5.      Have you done nothing with regard to director background checks?

Far too often, communities learn that there is a director on the board who is not statutorily eligible to be there. Finding someone has a "troubled past" is not always an indication of future trouble. However, wouldn't it be easier if standard election procedures were updated to provide for some level of director background checks to ensure that potential problems are averted?

Friday, April 4, 2014

An owner's right to privacy vs. Association's need to perform preventative services

A recent case out of Florida's Fourth DCA involved a condominium owner's longstanding refusal to allow her association to enter her unit to perform routine pest control services.

The owner claimed that she had a breathing disorder which would be worsened if the association treated her unit for insects and other pests. The owner claimed that she would use a non-chemical form of pesticide but refused to allow the association access to her property to confirm that the unit remained pest-free.

The association argued that Section 718.111(5) of the Condominium Act as well as the provisions of its governing documents granted it the right to enter units for necessary maintenance. The statutory language provides as follows:

Right of access to units--The association has the irrevocable right of access to each unit during reasonable hours, when necessary for the maintenance, repair, or replacement of any common elements or of any portion of a unit to be maintained by the association pursuant to the declaration or as necessary to prevent damage to the common elements or to a unit or units.

The association did offer to allow the owner to provide her own vendor who would use a chemical-free pesticide so long as the owner provided proof that such services were actually being performed.

The trial court ultimately entered an order in favor of the association which laid out a King Solomon-like solution as follows:

-On the third Monday of every month, the owner would permit the association access to her unit for the purpose of performing pest extermination services'
-The pest extermination services would be performed with pesticides purchased and provided by the owner and given to the association to use or if no such chemical-free pesticides were provided, then the association would have to use non-toxic chemical-free pesticides' and
-The owner also had the choice to employ her own exterminator to keep her unit pest-free and provide the association with a copy of her invoice for such services to demonstrate that they were being performed on a monthly basis.

Did this solve the problem?
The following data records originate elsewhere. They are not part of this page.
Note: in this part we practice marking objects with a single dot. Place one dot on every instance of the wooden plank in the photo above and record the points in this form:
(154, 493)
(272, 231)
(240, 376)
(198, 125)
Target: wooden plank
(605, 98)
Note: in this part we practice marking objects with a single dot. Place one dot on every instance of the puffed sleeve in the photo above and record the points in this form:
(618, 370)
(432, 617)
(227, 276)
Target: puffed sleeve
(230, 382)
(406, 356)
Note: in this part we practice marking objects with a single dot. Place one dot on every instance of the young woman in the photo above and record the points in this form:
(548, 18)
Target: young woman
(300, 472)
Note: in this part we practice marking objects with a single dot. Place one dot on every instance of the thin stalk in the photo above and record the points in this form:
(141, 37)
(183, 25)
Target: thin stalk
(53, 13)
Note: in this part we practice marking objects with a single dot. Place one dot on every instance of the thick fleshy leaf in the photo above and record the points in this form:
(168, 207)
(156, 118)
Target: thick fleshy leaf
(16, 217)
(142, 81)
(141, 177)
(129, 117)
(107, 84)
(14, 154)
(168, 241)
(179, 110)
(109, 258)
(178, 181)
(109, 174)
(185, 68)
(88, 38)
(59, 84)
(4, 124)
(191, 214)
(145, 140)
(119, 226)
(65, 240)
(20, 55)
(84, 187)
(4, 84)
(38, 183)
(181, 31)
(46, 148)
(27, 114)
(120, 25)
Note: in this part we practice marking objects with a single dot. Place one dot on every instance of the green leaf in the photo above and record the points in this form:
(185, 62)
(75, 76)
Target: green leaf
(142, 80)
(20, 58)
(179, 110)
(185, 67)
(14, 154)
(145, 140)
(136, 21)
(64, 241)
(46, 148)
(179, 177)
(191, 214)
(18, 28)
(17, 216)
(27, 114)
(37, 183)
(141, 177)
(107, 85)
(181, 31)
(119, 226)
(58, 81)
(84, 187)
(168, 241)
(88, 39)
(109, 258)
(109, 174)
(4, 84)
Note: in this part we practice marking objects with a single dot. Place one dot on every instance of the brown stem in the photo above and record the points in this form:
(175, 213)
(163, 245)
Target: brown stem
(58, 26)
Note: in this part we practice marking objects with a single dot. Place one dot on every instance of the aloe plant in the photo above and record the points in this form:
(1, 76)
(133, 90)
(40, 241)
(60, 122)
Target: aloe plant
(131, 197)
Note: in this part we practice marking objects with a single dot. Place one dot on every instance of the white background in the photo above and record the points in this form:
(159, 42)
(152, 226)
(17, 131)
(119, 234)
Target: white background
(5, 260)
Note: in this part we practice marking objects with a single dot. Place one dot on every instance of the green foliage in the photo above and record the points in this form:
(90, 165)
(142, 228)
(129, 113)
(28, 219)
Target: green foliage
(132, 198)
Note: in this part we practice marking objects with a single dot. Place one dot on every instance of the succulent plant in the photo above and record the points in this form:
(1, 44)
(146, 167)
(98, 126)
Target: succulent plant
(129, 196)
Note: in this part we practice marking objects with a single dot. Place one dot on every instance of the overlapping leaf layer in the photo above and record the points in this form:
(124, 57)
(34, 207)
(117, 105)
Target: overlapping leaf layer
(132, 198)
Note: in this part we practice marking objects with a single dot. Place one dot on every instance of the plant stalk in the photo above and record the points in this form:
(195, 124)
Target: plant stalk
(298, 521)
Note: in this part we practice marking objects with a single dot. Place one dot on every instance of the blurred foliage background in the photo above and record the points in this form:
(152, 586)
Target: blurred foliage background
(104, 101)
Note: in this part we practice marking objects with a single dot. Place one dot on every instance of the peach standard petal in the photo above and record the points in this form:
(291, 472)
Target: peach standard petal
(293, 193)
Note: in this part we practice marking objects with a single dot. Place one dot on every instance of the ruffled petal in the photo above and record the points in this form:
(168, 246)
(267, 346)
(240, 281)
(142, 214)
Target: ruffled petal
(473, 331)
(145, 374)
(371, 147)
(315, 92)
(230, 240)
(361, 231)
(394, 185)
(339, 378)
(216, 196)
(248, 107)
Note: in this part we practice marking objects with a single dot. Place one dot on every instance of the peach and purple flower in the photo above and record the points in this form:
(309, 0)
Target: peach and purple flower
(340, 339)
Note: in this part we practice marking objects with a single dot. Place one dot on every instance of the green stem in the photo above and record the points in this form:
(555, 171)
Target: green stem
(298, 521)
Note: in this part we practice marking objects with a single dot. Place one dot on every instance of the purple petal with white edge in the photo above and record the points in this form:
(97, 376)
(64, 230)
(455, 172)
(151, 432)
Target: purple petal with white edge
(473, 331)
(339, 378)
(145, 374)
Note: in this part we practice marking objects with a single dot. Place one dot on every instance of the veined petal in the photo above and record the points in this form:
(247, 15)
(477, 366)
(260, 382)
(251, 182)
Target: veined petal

Of course not. Both sides argued that they were the prevailing party and therefore, worthy of having their attorney's fees awarded. The association argued that it had prevailed since it was granted access to the owner's unit. The owner argued that she had prevailed because the association was required to use a chemical-free pesticide. In the interim, the owner continued to refuse the association access to her unit and continued to refuse to provide proof that any services were being performed to keep the property pest-free.

The 4th DCA reversed the summary judgment order and the attorney's fees entered pursuant to that order and affirmed the contempt and enforcement orders.

The overarching question in my opinion is whether or not the owner's chemical sensitivity is a red herring designed to mask the fact that this owner was not happy with giving the association entree to her unit under any circumstances.